One of Geelong’s favourite indie bands, Celtic punk rockers The Go Set, return to the Barwon Club for the Geelong launch of their eighth album, The Warriors Beneath Us.
The launch is also something of an anniversary event, as 2023 marks two decades since the band’s formation in Geelong in 2003.
The Go Set’s frontman and principal songwriter Justin Keenan said it didn’t feel like 20 years had passed since the band began.
“It kind of creeps up on you, to be honest; we’ve had so many opportunities to play that the years have passed really quickly,” he said.
“When we started we had no idea, no one had any vision of it being a 20-year band, we just thought it was kind of fun to combine the elements of folk music and punk rock.
“We’ve definitely become more professional. We’ve probably all improved our playing by 20 per cent, but we’ve improved our listening by 50 per cent.
“It’s one of the traps of a loud band, everyone just plays everything at once. But one thing we’ve learned is how to make light and shade, how silence gives power to sound.”
The album, released on March 17 and available for streaming, offers few stylistic surprises for long-time fans of the band, but displays a continuation of the incremental evolution of sonic and songwriting sophistication evident throughout the band’s 20-year lifespan.
Keenan said COVID-19 lockdowns and restrictions had, ironically, given the band the chance to embrace new ways of songwriting and production.
“In the past, it’s always been get a case of beer, get everyone in the studio at the same time, spend a day recording drums and bass, a day doing guitars and vocals and the album’s done in a week,” he said.
“You’re always under time pressure. You have two or three takes of something, bang it together and go, right, that’s good enough, because you’re working through a whole checklist of things that have to be ticked off.
“With this one, it was really, really different. I’d write down an idea, play it in Garageband to a click track and send it to the other guys, who would send it back with a couple of options.

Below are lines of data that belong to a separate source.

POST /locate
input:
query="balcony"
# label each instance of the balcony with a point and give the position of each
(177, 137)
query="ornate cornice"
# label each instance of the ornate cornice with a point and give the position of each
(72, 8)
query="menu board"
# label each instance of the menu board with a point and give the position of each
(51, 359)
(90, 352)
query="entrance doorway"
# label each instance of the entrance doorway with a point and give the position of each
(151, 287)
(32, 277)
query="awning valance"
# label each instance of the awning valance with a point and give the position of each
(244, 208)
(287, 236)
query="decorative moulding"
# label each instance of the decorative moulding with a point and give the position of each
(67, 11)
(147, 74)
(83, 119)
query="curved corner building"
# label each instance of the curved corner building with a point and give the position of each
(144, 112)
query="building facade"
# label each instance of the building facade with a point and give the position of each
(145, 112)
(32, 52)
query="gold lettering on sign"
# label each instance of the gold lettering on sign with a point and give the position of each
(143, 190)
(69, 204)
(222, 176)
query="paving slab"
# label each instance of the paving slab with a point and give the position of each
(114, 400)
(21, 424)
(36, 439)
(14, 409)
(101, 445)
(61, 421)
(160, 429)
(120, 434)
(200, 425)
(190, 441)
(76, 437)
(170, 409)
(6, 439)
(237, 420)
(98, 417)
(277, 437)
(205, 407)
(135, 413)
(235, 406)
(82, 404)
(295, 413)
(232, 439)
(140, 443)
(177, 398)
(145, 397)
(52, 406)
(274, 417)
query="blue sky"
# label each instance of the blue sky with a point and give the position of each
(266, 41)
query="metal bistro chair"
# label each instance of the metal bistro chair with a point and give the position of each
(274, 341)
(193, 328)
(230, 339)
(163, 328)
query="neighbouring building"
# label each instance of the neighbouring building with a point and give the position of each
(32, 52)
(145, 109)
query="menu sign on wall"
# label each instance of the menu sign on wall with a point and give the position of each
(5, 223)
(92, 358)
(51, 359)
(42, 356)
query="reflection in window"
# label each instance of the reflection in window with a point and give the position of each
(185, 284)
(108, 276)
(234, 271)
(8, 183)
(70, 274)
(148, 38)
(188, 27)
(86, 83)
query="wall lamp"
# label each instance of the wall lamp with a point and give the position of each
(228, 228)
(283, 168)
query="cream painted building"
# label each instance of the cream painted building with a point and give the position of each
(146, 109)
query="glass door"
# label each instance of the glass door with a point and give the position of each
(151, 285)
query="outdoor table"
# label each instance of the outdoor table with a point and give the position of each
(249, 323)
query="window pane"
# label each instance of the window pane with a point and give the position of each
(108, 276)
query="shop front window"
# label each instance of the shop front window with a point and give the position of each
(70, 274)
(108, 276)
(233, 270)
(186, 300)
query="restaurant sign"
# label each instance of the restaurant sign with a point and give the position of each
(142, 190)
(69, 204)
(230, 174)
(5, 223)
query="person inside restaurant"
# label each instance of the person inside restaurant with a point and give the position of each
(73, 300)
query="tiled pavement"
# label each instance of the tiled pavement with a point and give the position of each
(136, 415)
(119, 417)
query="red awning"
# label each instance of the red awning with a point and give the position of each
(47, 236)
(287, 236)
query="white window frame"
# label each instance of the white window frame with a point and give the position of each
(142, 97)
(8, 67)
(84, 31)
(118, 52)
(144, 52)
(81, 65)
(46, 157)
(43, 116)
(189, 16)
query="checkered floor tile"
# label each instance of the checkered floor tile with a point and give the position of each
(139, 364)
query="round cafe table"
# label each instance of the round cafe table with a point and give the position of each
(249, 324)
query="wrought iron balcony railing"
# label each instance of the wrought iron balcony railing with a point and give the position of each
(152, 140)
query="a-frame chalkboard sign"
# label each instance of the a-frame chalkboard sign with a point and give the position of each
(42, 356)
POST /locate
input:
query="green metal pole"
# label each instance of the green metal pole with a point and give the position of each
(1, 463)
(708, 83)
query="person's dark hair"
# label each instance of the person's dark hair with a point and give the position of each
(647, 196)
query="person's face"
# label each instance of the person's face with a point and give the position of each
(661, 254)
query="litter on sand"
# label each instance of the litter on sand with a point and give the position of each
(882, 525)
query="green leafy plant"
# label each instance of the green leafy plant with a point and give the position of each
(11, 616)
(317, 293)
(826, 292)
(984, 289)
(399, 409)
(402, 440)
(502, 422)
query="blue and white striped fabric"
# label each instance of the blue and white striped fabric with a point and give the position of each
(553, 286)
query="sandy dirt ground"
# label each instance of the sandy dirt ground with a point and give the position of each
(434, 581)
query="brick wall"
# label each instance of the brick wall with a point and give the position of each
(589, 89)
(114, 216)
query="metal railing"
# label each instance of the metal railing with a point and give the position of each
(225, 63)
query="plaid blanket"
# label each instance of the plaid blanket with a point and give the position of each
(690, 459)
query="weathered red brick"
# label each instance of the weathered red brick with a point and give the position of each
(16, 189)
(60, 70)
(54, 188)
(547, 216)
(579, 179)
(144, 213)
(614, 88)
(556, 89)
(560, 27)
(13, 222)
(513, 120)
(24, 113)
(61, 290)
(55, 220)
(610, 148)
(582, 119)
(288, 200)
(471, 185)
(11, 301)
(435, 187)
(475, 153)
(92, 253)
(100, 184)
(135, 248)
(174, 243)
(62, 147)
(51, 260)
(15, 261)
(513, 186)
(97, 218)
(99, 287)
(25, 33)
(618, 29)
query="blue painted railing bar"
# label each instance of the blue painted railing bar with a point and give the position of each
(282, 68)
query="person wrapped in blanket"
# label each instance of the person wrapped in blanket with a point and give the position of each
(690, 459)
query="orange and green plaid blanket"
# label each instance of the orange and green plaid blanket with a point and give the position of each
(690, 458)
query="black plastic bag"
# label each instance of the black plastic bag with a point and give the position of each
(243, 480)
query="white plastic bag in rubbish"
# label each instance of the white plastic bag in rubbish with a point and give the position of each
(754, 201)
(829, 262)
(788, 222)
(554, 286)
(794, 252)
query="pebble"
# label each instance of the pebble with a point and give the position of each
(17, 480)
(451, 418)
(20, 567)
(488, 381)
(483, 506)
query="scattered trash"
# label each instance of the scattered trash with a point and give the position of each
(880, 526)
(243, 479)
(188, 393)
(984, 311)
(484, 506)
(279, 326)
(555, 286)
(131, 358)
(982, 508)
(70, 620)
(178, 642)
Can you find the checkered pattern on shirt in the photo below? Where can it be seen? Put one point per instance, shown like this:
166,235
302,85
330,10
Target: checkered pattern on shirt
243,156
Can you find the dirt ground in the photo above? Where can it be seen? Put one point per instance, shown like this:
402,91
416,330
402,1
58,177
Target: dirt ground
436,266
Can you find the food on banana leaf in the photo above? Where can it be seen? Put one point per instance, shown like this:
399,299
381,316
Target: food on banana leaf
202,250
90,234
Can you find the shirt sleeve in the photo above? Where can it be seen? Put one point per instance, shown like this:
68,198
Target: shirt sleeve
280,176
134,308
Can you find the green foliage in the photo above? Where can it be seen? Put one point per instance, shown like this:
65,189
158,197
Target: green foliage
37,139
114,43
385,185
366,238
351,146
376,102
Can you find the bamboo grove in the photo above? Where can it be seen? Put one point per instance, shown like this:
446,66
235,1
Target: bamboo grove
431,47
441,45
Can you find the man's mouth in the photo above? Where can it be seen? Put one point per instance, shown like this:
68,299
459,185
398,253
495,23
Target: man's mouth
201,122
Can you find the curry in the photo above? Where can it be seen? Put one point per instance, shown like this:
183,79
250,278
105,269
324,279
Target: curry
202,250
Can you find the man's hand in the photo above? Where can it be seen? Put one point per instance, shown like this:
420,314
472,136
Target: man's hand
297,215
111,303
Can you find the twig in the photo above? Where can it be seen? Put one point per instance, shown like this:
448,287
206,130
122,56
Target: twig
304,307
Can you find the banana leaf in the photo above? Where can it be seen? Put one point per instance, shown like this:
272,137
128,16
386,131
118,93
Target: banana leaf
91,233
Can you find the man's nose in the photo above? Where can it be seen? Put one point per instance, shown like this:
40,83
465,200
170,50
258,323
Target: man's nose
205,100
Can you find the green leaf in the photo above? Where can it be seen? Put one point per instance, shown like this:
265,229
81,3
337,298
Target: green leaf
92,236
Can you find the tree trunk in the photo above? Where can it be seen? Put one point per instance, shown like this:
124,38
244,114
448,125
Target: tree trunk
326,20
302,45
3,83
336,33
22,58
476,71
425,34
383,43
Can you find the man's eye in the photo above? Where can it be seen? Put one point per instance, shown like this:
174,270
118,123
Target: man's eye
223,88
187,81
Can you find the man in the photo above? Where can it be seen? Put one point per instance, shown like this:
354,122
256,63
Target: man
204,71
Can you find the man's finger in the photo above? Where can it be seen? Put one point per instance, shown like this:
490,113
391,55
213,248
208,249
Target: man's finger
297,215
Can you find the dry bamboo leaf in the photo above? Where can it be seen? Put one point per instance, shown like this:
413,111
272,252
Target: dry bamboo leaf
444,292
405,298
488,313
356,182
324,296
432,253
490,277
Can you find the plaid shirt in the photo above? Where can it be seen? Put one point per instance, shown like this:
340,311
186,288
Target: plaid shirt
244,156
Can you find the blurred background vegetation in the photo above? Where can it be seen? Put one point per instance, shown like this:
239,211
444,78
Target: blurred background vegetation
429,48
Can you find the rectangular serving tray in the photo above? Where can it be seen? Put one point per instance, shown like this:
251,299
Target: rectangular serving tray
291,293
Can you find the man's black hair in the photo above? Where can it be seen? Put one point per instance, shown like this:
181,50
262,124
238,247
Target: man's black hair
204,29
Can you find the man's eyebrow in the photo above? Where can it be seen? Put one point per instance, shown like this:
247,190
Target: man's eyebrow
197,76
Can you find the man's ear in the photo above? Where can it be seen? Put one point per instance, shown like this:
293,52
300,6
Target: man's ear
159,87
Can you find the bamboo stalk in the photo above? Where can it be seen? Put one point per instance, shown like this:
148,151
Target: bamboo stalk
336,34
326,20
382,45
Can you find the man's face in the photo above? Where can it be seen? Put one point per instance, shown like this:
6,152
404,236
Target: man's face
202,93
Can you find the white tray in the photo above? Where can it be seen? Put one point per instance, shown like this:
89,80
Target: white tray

“Then someone would go, let’s change the tempo up, let’s make it swing, let’s put it in 6/8, let’s change the key.
“For the first time ever, COVID allowed us to have the benefit of time, to be able to go through those pre-production hoops and make three or four or five versions of any given idea before it became a song.”
The Go Set will launch The Warriors Beneath Us at the Barwon Club on Friday, May 5.